10 bin lira manevi tazminat ödenmesi kararı
Anayasa Mahkemesi, başvuruyu kabul ederek, kararında şu gerekçelere yer verdi:
"Başvurucu can güvenliğinin tehlikede olduğu yolundaki iddiaları somut temellere dayalı olarak açıklamıştır. Başvurucunun iş yeri değişikliği talebini öncelikle çalıştığı idareye ilettiği, idarenin reddettiği, ret kararı sonrasında başvurucunun eşi tarafından bıçaklanmak suretiyle yaralandığı anlaşılmaktadır.
Başvurucunun can güvenliğinin tehlikede olduğunu somut temellere dayalı olarak açıklayarak önce çalıştığı kuruma daha sonra yargı makamlarına iletmiş olmasına karşın, Milli Eğitim Bakanlığı ve Aile Mahkemesinin şiddet mağduru başvurucuyu korumaya yönelik tedbirleri sağlama yönündeki pozitif yükümlülüklerine uygun hareket etmedikleri anlaşılmaktadır. Bu durumda başvurucunun maddi ve manevi varlığının korunması hakkı kapsamında devlete ait pozitif yükümlülüklerin gereği gibi yerine getirildiğinden söz edilemez.

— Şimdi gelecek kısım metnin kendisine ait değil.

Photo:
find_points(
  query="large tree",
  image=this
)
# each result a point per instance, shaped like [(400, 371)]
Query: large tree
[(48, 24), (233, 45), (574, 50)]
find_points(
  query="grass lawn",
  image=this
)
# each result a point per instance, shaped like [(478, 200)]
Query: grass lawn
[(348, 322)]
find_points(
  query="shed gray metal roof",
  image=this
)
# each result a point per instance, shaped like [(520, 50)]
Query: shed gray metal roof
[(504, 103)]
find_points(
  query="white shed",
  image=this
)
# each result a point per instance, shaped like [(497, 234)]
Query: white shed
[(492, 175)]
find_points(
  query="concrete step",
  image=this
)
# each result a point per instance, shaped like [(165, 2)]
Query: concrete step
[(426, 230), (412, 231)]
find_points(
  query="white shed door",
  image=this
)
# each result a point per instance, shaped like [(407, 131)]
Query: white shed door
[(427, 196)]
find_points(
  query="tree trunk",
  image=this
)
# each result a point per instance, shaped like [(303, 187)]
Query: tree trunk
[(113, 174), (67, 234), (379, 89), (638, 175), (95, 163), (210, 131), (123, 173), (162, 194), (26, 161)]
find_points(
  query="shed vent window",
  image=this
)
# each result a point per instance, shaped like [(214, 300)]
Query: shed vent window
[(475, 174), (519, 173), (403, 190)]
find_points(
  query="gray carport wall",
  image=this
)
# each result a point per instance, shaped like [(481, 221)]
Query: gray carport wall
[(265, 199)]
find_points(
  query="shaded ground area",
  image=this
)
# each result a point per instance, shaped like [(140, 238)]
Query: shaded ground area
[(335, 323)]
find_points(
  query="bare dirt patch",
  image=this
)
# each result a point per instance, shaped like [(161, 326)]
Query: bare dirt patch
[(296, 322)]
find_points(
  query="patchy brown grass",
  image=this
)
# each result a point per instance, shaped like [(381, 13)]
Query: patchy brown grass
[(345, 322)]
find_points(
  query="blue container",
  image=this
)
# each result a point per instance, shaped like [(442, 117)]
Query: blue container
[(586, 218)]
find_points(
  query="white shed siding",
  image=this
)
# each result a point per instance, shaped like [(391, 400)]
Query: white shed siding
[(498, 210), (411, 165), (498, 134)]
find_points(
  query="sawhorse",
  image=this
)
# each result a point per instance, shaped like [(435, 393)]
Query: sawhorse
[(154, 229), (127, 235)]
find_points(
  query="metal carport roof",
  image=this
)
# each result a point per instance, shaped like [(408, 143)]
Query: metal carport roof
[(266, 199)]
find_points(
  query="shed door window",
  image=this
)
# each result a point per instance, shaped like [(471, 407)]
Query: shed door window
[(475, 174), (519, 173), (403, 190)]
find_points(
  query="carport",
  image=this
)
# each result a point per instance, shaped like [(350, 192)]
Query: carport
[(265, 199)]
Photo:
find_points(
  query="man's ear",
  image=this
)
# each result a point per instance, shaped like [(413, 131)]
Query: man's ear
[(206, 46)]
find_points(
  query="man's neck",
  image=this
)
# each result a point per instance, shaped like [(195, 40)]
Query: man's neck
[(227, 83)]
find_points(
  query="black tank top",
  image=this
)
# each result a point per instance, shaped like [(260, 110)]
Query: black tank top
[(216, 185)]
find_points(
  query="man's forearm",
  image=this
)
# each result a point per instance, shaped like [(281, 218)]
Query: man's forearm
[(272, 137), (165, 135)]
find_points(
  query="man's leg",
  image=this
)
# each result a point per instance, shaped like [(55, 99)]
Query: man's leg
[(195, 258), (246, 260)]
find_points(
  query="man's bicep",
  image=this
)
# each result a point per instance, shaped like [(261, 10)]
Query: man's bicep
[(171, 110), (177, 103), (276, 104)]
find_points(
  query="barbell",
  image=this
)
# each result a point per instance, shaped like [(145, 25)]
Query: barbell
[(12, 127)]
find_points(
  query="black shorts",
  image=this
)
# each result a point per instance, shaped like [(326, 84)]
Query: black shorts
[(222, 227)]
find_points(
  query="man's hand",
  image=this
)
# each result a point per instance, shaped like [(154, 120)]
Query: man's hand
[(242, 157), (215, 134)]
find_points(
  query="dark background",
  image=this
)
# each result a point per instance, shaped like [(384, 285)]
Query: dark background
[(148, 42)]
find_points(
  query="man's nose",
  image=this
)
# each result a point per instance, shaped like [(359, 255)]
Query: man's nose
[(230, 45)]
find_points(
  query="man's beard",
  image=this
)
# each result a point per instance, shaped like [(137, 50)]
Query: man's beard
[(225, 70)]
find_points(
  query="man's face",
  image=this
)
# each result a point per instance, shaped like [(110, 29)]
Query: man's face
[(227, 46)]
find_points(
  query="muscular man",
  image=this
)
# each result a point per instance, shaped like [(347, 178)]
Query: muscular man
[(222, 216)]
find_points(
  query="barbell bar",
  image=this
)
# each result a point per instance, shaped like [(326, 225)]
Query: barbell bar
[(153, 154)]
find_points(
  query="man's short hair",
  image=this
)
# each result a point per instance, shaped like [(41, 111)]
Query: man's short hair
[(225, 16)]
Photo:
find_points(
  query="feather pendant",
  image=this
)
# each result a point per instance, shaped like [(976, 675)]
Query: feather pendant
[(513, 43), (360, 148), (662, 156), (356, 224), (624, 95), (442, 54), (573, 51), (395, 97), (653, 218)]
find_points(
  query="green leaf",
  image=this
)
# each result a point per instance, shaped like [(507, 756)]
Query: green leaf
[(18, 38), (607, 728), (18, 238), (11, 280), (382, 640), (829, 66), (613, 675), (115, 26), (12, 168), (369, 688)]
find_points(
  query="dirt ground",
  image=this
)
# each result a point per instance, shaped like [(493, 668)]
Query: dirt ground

Kişinin maddi ve manevi varlığını koruma hakkının ihlal edildiğine ilişkin iddianın kabul edilebilir olduğuna, bu hakkın ihlal edildiğine, ihlalin sonuçlarının ortadan kaldırılması için yeniden yargılama yapılmak üzere karar örneğinin gönderilmesine ve başvurucuya 10 bin lira manevi tazminat ödenmesine karar verildi."